Consultants who describe al Qaeda as a kind of "shadowy franchise of evil" fail to mention a key fact -- everyone who knows how deeply compromised they are, and who realizes the Americans effectively have to take their time collecting some members, and that the U.S. actually gains by leaving some of them at large... these people all realize that to involve yourself with al Qaeda now is to put yourself in unnecessary peril. Less devoted agents and supporters may melt away, but allies will certainly rethink their association, and most contacts -- suppliers of arms, opium merchants, militia leaders -- will want to distance themselves. Some, indeed, may choose to eliminate the people who link them to the organization, thus removing witnesses or creating "plausible deniability." Governments and intelligence agencies may be especially prone to killing or arresting people themselves in order to silence them or as a "gesture of good faith." And in a rare twist, given the extent to which the tide has turned, U.S. operatives may find it more valuable to leave certain raids and arrests to carefully observed local and national organizations, as a method of testing the competence and trustworthiness of specific people in circumstances where the individual targeted may not be that important... or where their "plausible escape story" might actually add to their value to the intel and law-enforcement agencies directing them or tracking them.
Worse, remember the democratic revolutions mentioned above, and then the whole "shadowy franchise of evil." There are supposedly groups calling themselves al Qaeda with little or nothing to do with the main group. Whether or not that is true, what impact do you think it will have on recruiting, on finding funders, suppliers and allies, if everyone automatically thinks of any Qaeda group as massively compromised, and full of knowing and unknowing agents of the United States?
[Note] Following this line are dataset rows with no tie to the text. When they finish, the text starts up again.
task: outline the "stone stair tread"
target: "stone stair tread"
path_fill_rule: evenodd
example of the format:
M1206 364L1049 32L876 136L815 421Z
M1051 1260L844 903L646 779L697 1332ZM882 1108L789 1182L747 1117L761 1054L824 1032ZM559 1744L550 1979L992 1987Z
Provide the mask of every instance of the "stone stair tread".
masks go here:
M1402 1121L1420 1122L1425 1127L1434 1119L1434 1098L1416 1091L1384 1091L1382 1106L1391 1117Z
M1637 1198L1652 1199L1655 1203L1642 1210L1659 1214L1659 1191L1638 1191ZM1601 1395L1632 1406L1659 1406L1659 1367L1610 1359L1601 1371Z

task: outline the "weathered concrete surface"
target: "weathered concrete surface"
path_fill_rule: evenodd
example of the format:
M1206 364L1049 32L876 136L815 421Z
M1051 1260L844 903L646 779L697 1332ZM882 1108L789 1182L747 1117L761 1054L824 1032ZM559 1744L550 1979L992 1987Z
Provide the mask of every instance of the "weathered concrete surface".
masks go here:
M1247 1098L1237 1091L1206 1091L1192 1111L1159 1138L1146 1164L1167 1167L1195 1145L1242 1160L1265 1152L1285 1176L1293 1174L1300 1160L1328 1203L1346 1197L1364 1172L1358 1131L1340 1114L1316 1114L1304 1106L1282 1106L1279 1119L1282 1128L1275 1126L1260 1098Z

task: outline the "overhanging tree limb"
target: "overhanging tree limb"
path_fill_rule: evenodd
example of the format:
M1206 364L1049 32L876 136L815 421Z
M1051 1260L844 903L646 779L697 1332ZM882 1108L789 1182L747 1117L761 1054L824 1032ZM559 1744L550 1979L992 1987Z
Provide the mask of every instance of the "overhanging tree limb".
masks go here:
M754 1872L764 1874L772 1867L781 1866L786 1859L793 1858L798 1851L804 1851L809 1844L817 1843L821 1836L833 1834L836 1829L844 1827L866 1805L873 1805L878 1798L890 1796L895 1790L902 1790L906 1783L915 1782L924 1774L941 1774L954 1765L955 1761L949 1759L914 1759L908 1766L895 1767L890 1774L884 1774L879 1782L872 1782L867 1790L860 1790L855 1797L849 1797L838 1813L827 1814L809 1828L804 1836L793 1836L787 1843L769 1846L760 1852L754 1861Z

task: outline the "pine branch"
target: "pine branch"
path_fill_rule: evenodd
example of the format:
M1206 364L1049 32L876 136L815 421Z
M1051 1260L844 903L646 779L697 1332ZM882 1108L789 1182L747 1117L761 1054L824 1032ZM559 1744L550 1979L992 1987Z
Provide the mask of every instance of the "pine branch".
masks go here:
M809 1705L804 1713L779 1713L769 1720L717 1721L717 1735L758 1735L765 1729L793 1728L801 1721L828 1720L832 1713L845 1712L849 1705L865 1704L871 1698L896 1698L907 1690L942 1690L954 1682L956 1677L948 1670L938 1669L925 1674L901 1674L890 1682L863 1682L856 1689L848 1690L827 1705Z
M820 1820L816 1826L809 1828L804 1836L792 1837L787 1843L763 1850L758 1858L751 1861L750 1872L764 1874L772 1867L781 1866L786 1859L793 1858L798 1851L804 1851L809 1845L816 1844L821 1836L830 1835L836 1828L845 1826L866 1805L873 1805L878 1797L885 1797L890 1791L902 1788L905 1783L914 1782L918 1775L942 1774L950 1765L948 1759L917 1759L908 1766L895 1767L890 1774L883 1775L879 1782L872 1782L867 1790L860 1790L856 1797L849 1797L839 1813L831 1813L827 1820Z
Further, while such groups can renounce the name, given how widespread Qaeda and its namesakes are, what impact will all of this have on other Sunni-extremist terrorist groups in the Middle East, if everyone begins to assume such groups can be traced and utterly exposed by this overlap in financial supporters -- with people who are inclined to support al Qaeda being inclined to support similar versions of fanatical Sunni terrorism? What impact will it have if people do not believe you if you claim to share their passions but have never had anything to do with the overthrown network... when many people would know to lie, especially any knowing agent of the Americans?
Such networks can not prevail if this kind of environment becomes prevalent, given that the tide of history, represented by democratic movements and other forces, already seems to be leaving al Qaeda in its wake.
In effect, the combination of this mission and the data retrieved from it, alongside the Middle Eastern democracy movement, may have created a powerful immune response in the region, transforming a deadly virus into a potent vaccine.